Georgetown political theorist Patrick Deneen thinks genuine conservatism is incompatible with global capitalism and that confusion of the two is a cold war artifact. I’ll not equivocate about this one: I very strongly suspect he’s right.
Other stimulating excerpts:
My goal has been (I hope) in particular to deepen some of our political understanding and vocabulary, to make visible to more readers some of the deepest presuppositions of modern politics and even the deeper philosophical ideas that inform discrete political issues. By enlarging the view and elongating the perspective, I also hoped that some other overlooked possibilities might be entertained – particularly beyond the worn and largely unproductive contemporary political positions adopted by the Right and the Left.
[M]any modern proponents of democracy believe that true democracy will only be achieved when we have overcome all “particularity.” The root of the contradiction of modern democratic theory is the idea that there are only two justifiable and desirable conditions of humankind – the radically individuated monad and the globalized world community. Any intermediate grouping or belonging is seen as arbitrary and the locus of limitations – hence, unjust.
Technology aids and abets the modern project of eviscerating attachments to local places and cultures. Not long ago, thinkers like Emerson and Dewey praised the liberating and transformative potential of the railroads and telegraph; today, it is the internet and Facebook. [No, the irony is not lost on me.]

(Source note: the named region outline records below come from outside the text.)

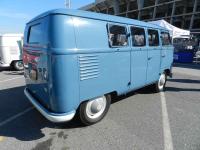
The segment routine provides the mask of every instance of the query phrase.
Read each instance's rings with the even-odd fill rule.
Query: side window
[[[143,28],[131,27],[132,45],[145,46],[145,31]]]
[[[162,45],[171,45],[171,39],[168,32],[161,32]]]
[[[108,31],[109,44],[111,47],[128,45],[128,36],[125,26],[109,24]]]
[[[28,43],[39,44],[42,41],[41,24],[33,25],[29,28]]]
[[[159,45],[159,36],[157,30],[148,29],[149,46]]]

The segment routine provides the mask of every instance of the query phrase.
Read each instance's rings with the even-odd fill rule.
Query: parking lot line
[[[18,118],[18,117],[20,117],[20,116],[28,113],[29,111],[33,110],[33,108],[34,108],[33,106],[29,107],[29,108],[25,109],[24,111],[22,111],[22,112],[20,112],[20,113],[18,113],[16,115],[14,115],[14,116],[6,119],[5,121],[0,122],[0,127],[3,126],[3,125],[5,125],[5,124],[7,124],[7,123],[9,123],[9,122],[11,122],[11,121],[13,121],[13,120],[15,120],[16,118]]]
[[[160,93],[163,119],[164,150],[173,150],[172,135],[164,92]]]
[[[0,83],[8,82],[8,81],[15,80],[15,79],[20,79],[20,78],[23,78],[23,77],[16,77],[16,78],[11,78],[11,79],[7,79],[7,80],[2,80],[2,81],[0,81]]]

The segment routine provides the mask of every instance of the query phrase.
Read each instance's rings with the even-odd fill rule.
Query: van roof
[[[97,19],[97,20],[104,20],[104,21],[123,23],[123,24],[135,24],[135,25],[138,25],[138,26],[145,26],[145,27],[152,27],[152,28],[167,30],[167,29],[160,27],[158,25],[154,25],[154,24],[139,21],[139,20],[114,16],[114,15],[107,15],[107,14],[102,14],[102,13],[94,13],[94,12],[83,11],[83,10],[75,10],[75,9],[54,9],[54,10],[50,10],[50,11],[44,12],[44,13],[36,16],[32,20],[30,20],[28,23],[31,23],[35,20],[42,18],[42,17],[48,16],[48,15],[54,15],[54,14],[62,14],[62,15],[77,16],[77,17],[84,17],[84,18],[92,18],[92,19]]]
[[[23,36],[22,33],[5,33],[5,34],[0,34],[0,37],[18,37],[18,36]]]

I think there is great systemic danger in the not-distant future due to a coming (or already arrived) energy crisis. This will be a traumatic experience for a civilization that has been built around the assumption of permanently cheap energy. I would submit that our economic crisis, our debt crisis, and our moral crisis are all pieces of this larger energy crisis. Because our way of thinking treats problems as separate and discrete, we tend not to see their deeper connections. I would be happy to elaborate on this, but won’t presume to take up the space to lay this out in this venue. The thinker who has best articulated the contemporary tendency to treat all problems as “parts” while ignoring the whole is Wendell Berry.
(I found the interview linked above through Deneen’s own summary at Front Porch Republic, which also reminds me that he was interviewed by Ken Myers at Mars Hill Audio Journal, an excellent resource for commuters or people who like something other than frenetic music on the iPod when they work out, walk, bike or whatever.)